The process hasn’t been uniform.  Several councils have reduced Depute Head posts in secondaries.  Some have also reduced Principal Teacher posts.  Dave McClure, Headteacher at Buckhaven High, reckons that Fife has hit the right balance.  “The new management structures can be a better arrangement but only where the combination of duties makes practical or educational sense. In Fife we have been working towards a new management model for some years and I do not feel a loss of learning or a loss in the quality of care as a result of our changes.”
Edinburgh however has forced major changes through over the last year.  The EIS has grave concerns about the impact of re-structuring on pupils’ learning, especially at a time when Curriculum for Excellence is radically changing teaching and learning methods.
The new public sector managerialism has led several authorities to establish ‘faculties’, amalgamating traditional subject departments under one (although sometimes more than one) Principal Teacher.  The rationale was that it would challenge the secondary subject silo mentality.  That certainly was an issue.  Some secondary teachers saw themselves as teachers of physics or history or mathematics rather than teachers of children.  Some even saw themselves as physicists, historians or mathematicians rather than teachers and rejected any concept of management since, unless the managers understood their particular subject, they could not gauge how well they were teaching it.  These were all problems, but Curriculum for Excellence offered solutions and the old guard, anyway, was a dying breed.
The new faculties, rather than challenging subject silos, are undermining the expertise which secondary subject teachers bring to the job.  In some cases faculties with no intellectual rationale are being created.  There has also been resistance from parents, as in the protracted battle over the appointment of a successor headteacher to John Low, who opposed the imposition of faculties at Linlithgow Academy.
The issue has been complicated by the consequences of falling rolls.  Many secondary schools, including my former school, have had promoted posts cut because of their falling rolls.  If the school is small to begin with, amalgamated departments are then inevitable.
The big change however has been economic.  The financial cuts have been partly implemented by reducing ‘costly’ DHT and PT posts and by cutting or amalgamating bursar and business manager posts.
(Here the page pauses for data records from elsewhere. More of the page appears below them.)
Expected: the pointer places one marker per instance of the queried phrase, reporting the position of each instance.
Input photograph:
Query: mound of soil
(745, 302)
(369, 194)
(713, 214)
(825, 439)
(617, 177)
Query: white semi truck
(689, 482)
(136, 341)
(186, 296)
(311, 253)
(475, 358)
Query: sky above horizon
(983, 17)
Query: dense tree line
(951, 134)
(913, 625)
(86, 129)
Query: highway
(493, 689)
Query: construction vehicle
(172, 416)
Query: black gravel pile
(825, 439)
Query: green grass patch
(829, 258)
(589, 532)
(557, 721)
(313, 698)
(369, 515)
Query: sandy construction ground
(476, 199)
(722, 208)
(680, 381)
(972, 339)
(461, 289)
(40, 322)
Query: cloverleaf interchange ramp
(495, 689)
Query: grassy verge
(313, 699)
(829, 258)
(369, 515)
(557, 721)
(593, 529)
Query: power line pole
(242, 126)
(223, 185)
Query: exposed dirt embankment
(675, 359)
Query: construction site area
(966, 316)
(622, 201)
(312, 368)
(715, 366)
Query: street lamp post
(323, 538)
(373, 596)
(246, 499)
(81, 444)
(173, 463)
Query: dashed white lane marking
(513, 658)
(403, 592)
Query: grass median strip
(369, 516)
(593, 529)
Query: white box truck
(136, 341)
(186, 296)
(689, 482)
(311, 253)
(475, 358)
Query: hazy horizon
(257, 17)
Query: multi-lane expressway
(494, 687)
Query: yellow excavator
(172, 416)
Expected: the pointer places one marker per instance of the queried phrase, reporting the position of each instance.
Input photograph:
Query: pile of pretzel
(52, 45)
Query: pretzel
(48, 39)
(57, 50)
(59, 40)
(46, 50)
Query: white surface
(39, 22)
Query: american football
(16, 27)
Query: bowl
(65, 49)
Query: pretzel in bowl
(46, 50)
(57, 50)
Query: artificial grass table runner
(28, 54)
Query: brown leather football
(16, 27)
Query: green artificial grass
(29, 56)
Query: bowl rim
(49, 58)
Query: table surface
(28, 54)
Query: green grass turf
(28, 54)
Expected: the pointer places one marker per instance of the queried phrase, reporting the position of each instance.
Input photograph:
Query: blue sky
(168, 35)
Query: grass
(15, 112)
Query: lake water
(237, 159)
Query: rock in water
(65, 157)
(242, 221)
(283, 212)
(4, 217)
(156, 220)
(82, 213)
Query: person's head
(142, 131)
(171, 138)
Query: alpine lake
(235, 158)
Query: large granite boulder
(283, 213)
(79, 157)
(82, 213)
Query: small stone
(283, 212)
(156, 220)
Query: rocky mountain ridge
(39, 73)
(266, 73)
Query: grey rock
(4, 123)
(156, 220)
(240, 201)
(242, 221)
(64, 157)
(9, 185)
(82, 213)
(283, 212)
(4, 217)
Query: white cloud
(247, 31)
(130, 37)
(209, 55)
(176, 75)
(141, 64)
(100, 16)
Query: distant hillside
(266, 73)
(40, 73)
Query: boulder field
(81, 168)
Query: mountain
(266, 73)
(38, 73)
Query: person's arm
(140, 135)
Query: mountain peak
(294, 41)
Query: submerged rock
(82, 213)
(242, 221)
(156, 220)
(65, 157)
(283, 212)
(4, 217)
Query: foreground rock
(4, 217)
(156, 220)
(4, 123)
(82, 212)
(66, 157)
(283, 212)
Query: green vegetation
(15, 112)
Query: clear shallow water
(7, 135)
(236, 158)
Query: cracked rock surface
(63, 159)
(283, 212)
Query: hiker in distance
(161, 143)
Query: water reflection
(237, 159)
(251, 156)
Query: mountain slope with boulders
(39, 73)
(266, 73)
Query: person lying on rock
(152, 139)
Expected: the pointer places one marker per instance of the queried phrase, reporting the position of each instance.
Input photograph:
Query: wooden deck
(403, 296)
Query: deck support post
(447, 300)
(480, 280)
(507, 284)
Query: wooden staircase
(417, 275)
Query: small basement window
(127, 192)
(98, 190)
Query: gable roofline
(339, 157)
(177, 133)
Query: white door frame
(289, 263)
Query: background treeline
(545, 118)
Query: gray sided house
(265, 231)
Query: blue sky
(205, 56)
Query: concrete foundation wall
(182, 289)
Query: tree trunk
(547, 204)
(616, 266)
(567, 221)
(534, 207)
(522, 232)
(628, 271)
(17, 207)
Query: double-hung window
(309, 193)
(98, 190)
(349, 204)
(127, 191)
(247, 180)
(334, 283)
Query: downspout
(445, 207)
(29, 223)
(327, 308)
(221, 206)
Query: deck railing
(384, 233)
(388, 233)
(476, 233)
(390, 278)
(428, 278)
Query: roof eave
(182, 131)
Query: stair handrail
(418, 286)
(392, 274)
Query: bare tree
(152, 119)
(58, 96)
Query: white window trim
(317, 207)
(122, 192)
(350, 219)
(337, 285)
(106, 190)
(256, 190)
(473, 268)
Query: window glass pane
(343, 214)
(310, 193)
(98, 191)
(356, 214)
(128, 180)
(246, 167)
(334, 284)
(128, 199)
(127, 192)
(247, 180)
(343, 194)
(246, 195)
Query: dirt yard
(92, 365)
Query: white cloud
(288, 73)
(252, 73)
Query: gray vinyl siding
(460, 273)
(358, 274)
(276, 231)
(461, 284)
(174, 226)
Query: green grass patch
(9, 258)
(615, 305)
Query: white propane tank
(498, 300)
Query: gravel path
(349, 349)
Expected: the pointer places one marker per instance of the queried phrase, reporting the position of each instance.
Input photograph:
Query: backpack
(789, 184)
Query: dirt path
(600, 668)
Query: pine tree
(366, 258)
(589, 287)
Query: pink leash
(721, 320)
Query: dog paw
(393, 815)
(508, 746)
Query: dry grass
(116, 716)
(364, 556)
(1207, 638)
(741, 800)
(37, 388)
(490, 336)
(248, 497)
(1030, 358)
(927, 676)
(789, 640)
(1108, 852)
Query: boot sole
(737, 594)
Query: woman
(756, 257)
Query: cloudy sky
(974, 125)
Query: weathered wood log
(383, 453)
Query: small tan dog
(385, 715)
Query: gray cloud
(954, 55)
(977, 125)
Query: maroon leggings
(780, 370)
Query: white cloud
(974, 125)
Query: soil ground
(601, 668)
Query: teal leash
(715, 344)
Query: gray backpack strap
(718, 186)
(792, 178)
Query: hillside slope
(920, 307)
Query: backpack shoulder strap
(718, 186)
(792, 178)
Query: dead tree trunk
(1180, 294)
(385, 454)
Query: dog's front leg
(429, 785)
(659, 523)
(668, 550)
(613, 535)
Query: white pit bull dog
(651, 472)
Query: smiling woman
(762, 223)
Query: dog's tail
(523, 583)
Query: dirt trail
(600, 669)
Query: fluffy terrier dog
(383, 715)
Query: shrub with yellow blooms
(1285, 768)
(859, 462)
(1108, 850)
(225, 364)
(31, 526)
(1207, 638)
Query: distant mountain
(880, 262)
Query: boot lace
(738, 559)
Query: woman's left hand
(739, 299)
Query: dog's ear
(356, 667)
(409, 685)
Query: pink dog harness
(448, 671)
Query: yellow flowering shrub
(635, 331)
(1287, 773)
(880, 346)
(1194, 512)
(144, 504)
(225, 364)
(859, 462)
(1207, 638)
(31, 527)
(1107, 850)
Fewer people are therefore fulfilling the key management tasks which support and facilitate teaching.  My own former school, which once had a head, four deputes, a business manager and a bursar, now has a head and two deputes, a business manager and a bursar but with the bursar post about to disappear also.  Senior staff who regularly worked 50 hour weeks now work substantially in excess of that.  Rory MacKenzie, recently retired head at Balerno High School, put it simply.  ‘The extent of the management tasks which require to be done in a school are not determined by its size.’  Exams, administration, financial and buildings management, need done in all schools.  If the senior staff are reduced they will spend their time on these tasks, and not on improving learning and teaching.
The results will be that senior staff will return to managing schools rather than leading learning; school leadership posts will be increasingly unattractive; young, ambitious teachers will have no realistic hope of promotion; subject content will be further deprioritised; and many of the curricular reforms which the government has encouraged will fail.  Surely not what the government or even the councils want.